Ese pragmatismo ya se tradujo en decisiones concretas. La administración autorizó la venta a China de semiconductores avanzados de Nvidia, redujo personal del Departamento de Comercio abocado a las amenazas tecnológicas chinas y recortó de manera drástica el Consejo de Seguridad Nacional, incluida la salida de más de una decena de especialistas en el país asiático. La cumbre de mayo entre Trump y Xi en Beijing —que produjo compromisos chinos de reanudar importaciones de carne vacuna estadounidense, ampliar mecanismos de diálogo económico y una promesa de compra anual de al menos 17.000 millones de dólares en productos agrícolas— fue leída por buena parte del arco político como la confirmación de ese giro.
El giro generacional
El desplazamiento presidencial coincide con una transformación más amplia en la opinión pública. Según una encuesta de Pew Research Center de enero de 2026, el 71% de los estadounidenses mantiene una visión desfavorable de China, una mayoría significativa pero en descenso frente al 83% registrado en marzo de 2023. La proporción que califica a China directamente como «enemigo» cayó del 42% en marzo de 2024 al 28% actual.
La caída es particularmente pronunciada entre los más jóvenes. El mismo relevamiento de Pew mostró que, entre los republicanos menores de 50 años, apenas el 32% describe a China como enemigo, frente al 55% de los republicanos de mayor edad, y que este grupo es tan proclive como los demócratas de mayor edad a calificar a China como «socio» (10% contra 9%). Una encuesta separada del Manhattan Institute, realizada en octubre de 2025 sobre la coalición actual del Partido Republicano, encontró que los republicanos y votantes de Trump menores de 50 años son mucho más propensos que sus pares mayores a considerar que Estados Unidos debería cooperar con China: 45% contra apenas 17%.
Entre las explicaciones que manejan los analistas figuran el desvanecimiento del recuerdo de la pandemia de COVID-19 como punto de fricción bilateral, una creciente desconfianza de los más jóvenes en la capacidad del propio sistema político estadounidense para dar respuestas, y el reconocimiento tácito de que el ascenso chino ya no se percibe como una anomalía reversible sino como un dato estructural del orden internacional.
Un Congreso que no acompaña
El contraste con el Capitolio es marcado. En abril, el Comité de Asuntos Exteriores de la Cámara de Representantes avanzó por unanimidad un proyecto de ley republicano para frenar el contrabando de semiconductores hacia China, en lo que fue calificado como el mayor impulso legislativo sobre controles de exportación desde 2018.
Antes del encuentro de mayo en Beijing, senadores demócratas de peso —entre ellos Chuck Schumer, Jeanne Shaheen y Elizabeth Warren— advirtieron a la administración contra la posibilidad de «negociar» compromisos de seguridad a cambio de acuerdos económicos con Beijing. Del lado republicano, distintos legisladores remarcaron que el acercamiento comercial no debería resignar la disuasión en el estrecho de Taiwán.
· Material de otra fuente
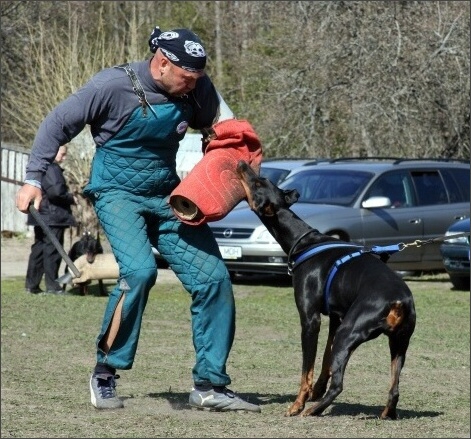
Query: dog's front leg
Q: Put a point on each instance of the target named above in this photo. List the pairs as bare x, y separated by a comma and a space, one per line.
309, 337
Una lectura para la región
El fenómeno interesa más allá de Washington y Beijing. Una eventual distensión estructural entre las dos mayores economías del mundo tiene implicancias directas sobre las cadenas de comercio e inversión de las que depende América Latina, desde la disputa por minerales críticos hasta el apetito chino por infraestructura portuaria y energética en la región. La brecha entre lo que negocia la Casa Blanca y lo que legisla el Congreso seguirá siendo, sin embargo, una fuente de incertidumbre para cualquier socio comercial que intente anticipar el rumbo de la política exterior estadounidense hacia China en lo que resta del mandato.